L’inauguration de l’Institut Libéral romand à Coppet

Francis Richard
Resp. Ressources humaines

Peut-être devrait-on réécrire les albums d’Astérix et ne plus parler des irréductibles Gaulois, mais des irréductibles Helvètes, grignotés toutefois par la pensée dominante.

Jeudi 27 septembre 2012, au Château de Coppet, l'Institut Libéral inaugure son siège genevois en terre vaudoise en présence de 160 personnes.

Comme l'explique Pierre Bessard, son directeur général, le rayonnement de ce think thank, créé 33 ans plus tôt en Suisse alémanique, s'étend désormais à toute la Suisse romande, d'où le lieu symbolique, à double titre, choisi pour cette inauguration.

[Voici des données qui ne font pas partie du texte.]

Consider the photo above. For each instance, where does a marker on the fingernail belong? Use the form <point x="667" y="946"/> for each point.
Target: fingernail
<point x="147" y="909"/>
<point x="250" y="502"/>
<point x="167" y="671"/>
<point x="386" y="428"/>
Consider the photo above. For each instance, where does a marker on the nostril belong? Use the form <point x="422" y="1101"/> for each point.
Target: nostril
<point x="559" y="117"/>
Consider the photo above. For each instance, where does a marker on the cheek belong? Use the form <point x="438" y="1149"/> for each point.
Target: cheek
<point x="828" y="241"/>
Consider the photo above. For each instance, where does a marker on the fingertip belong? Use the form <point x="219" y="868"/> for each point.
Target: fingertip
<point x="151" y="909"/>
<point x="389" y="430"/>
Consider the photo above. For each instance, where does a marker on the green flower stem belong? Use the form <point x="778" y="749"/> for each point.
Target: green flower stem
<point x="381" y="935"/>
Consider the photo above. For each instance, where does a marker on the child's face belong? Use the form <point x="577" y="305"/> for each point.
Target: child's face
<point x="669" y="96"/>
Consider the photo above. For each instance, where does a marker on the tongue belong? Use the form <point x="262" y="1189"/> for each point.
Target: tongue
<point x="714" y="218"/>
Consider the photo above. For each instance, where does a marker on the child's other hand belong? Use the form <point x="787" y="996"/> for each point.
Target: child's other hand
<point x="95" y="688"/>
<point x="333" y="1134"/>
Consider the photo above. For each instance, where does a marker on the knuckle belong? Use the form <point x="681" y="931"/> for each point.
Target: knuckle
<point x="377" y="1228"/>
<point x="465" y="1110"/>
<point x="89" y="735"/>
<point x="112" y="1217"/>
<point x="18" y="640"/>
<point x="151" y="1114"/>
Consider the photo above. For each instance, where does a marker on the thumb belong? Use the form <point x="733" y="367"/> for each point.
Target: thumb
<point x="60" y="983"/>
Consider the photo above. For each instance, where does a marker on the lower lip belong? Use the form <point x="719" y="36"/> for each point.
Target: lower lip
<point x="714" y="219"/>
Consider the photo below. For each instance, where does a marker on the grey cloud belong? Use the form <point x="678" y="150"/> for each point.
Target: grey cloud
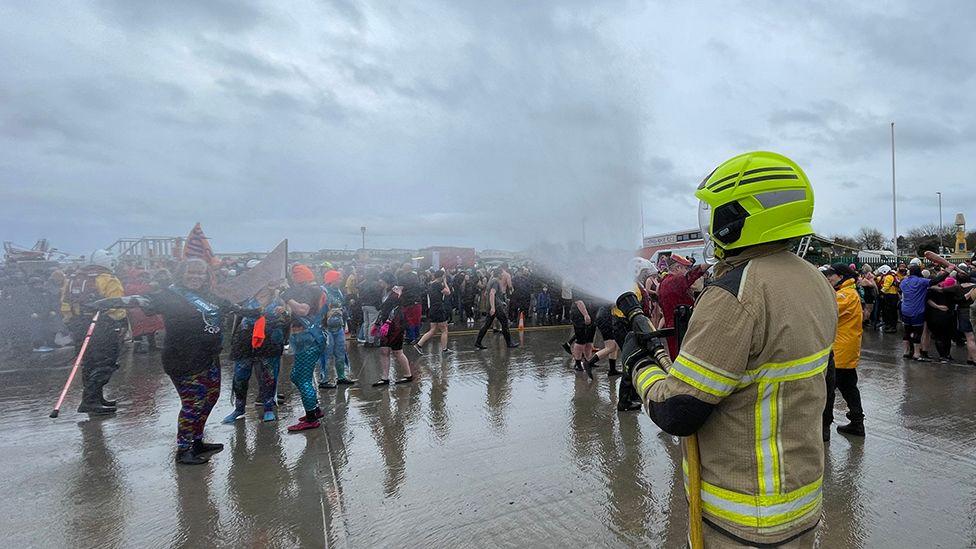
<point x="227" y="15"/>
<point x="240" y="59"/>
<point x="486" y="124"/>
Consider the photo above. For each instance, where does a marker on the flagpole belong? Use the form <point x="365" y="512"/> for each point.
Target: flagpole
<point x="894" y="197"/>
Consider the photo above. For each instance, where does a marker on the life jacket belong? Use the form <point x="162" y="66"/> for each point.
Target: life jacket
<point x="82" y="286"/>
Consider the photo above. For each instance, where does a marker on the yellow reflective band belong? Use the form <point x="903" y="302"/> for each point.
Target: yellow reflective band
<point x="777" y="372"/>
<point x="649" y="377"/>
<point x="772" y="512"/>
<point x="703" y="377"/>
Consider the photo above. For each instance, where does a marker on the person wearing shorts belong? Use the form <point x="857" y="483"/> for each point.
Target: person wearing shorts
<point x="584" y="330"/>
<point x="391" y="344"/>
<point x="438" y="295"/>
<point x="606" y="323"/>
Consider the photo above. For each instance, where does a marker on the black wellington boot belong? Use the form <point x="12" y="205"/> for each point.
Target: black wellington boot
<point x="106" y="402"/>
<point x="91" y="405"/>
<point x="854" y="428"/>
<point x="205" y="449"/>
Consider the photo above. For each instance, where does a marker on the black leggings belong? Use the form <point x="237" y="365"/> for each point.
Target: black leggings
<point x="889" y="310"/>
<point x="502" y="317"/>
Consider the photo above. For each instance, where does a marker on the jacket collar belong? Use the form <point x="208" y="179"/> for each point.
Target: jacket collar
<point x="748" y="254"/>
<point x="849" y="283"/>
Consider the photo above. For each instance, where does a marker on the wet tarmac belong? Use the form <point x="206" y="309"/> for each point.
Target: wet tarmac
<point x="494" y="448"/>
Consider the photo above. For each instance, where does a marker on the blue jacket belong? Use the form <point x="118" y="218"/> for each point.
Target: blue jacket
<point x="914" y="291"/>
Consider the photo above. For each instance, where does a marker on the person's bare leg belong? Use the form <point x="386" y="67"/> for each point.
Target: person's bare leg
<point x="444" y="336"/>
<point x="403" y="363"/>
<point x="426" y="336"/>
<point x="577" y="352"/>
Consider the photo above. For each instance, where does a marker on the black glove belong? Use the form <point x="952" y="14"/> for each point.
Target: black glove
<point x="639" y="352"/>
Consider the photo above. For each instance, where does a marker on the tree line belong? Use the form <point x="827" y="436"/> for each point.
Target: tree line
<point x="916" y="240"/>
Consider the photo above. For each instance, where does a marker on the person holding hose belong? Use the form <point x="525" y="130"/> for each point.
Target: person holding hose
<point x="748" y="379"/>
<point x="193" y="317"/>
<point x="95" y="281"/>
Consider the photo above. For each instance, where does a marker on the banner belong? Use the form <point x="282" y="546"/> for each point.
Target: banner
<point x="273" y="268"/>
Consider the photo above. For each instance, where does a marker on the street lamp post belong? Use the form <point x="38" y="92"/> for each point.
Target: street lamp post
<point x="894" y="200"/>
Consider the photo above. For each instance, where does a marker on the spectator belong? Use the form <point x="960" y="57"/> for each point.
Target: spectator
<point x="889" y="299"/>
<point x="675" y="290"/>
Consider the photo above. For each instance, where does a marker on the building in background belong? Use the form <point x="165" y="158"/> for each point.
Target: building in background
<point x="688" y="243"/>
<point x="446" y="257"/>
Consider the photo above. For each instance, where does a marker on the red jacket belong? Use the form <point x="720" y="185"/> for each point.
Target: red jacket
<point x="674" y="291"/>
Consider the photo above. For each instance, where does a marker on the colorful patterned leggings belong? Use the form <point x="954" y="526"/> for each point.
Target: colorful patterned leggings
<point x="267" y="373"/>
<point x="198" y="392"/>
<point x="307" y="353"/>
<point x="335" y="347"/>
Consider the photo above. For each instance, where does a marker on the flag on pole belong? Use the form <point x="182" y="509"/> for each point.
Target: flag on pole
<point x="272" y="269"/>
<point x="197" y="245"/>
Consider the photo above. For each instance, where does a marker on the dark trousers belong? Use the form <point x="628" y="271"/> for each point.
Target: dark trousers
<point x="889" y="311"/>
<point x="844" y="379"/>
<point x="502" y="317"/>
<point x="626" y="392"/>
<point x="198" y="393"/>
<point x="101" y="356"/>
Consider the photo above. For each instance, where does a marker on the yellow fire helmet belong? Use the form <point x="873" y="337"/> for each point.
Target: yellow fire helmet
<point x="751" y="199"/>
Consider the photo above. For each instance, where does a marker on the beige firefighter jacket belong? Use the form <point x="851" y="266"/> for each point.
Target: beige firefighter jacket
<point x="756" y="348"/>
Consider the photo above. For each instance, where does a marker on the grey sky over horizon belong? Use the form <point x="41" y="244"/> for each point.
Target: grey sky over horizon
<point x="492" y="125"/>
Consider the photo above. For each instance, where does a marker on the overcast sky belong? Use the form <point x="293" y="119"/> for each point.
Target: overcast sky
<point x="487" y="124"/>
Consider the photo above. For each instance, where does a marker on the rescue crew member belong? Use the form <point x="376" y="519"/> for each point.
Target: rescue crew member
<point x="627" y="397"/>
<point x="90" y="283"/>
<point x="842" y="372"/>
<point x="749" y="378"/>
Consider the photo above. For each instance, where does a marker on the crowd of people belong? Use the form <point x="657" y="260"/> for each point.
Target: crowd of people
<point x="312" y="315"/>
<point x="933" y="301"/>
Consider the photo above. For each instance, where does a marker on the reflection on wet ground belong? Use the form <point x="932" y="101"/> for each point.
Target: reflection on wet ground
<point x="504" y="447"/>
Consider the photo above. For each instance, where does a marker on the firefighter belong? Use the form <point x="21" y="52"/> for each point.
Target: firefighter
<point x="90" y="283"/>
<point x="749" y="376"/>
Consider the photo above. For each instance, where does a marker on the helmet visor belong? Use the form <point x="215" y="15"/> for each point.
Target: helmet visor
<point x="705" y="224"/>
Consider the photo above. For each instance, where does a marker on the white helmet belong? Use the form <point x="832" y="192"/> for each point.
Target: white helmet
<point x="103" y="258"/>
<point x="639" y="265"/>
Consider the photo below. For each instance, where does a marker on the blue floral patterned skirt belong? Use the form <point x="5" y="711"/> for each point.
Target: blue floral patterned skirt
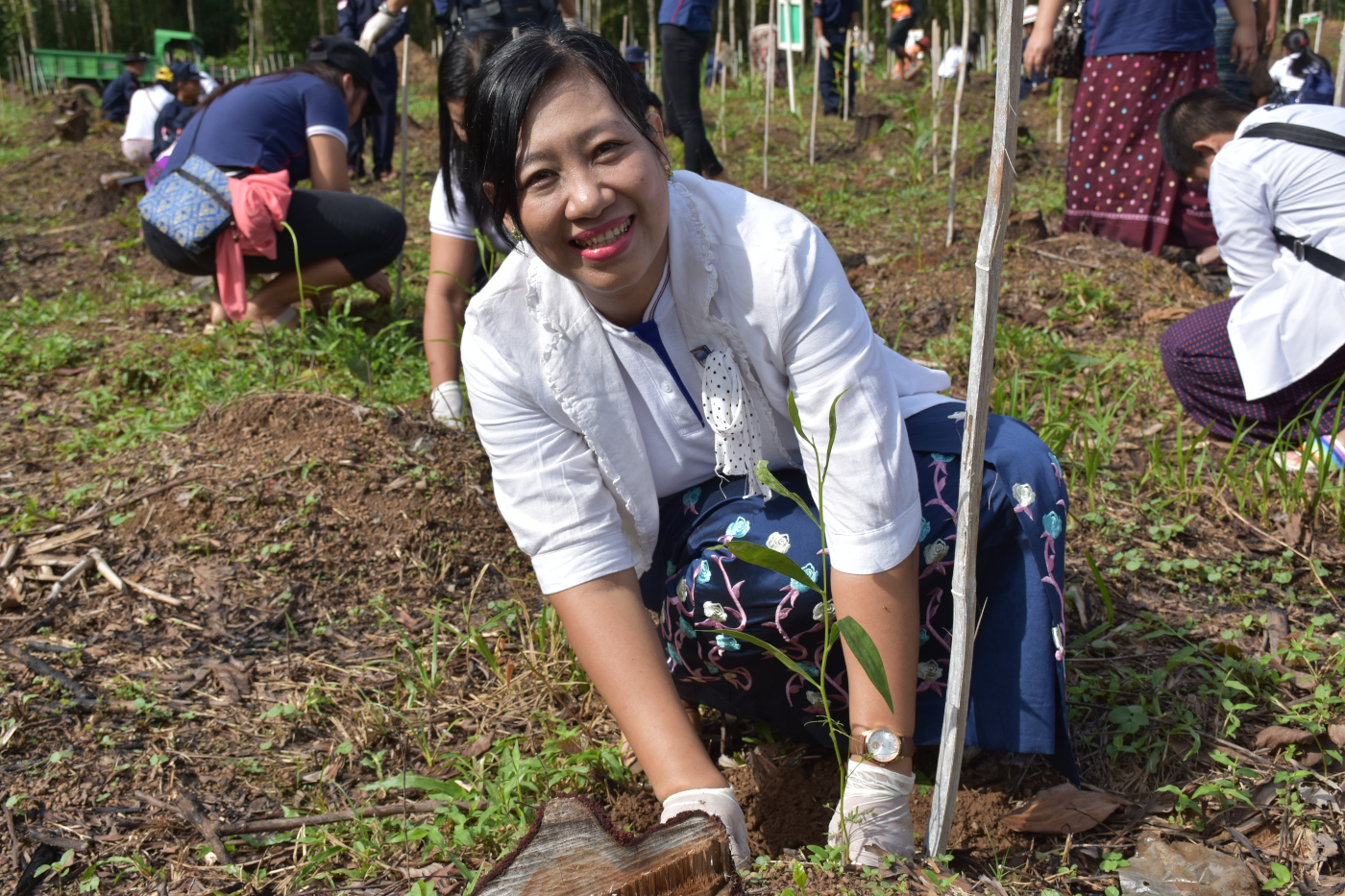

En effet le Château de Coppet ici, rappelle Léonard Burnand, est un creuset de l'esprit libéral. Jacques Necker, ministre des finances de Louis XVI pendant cinq ans, s'y réfugie en 1784 après sa révocation. Sa fille, Germaine de Staël, s'y établit en 1803 et en fait un bastion d'opposition à Napoléon.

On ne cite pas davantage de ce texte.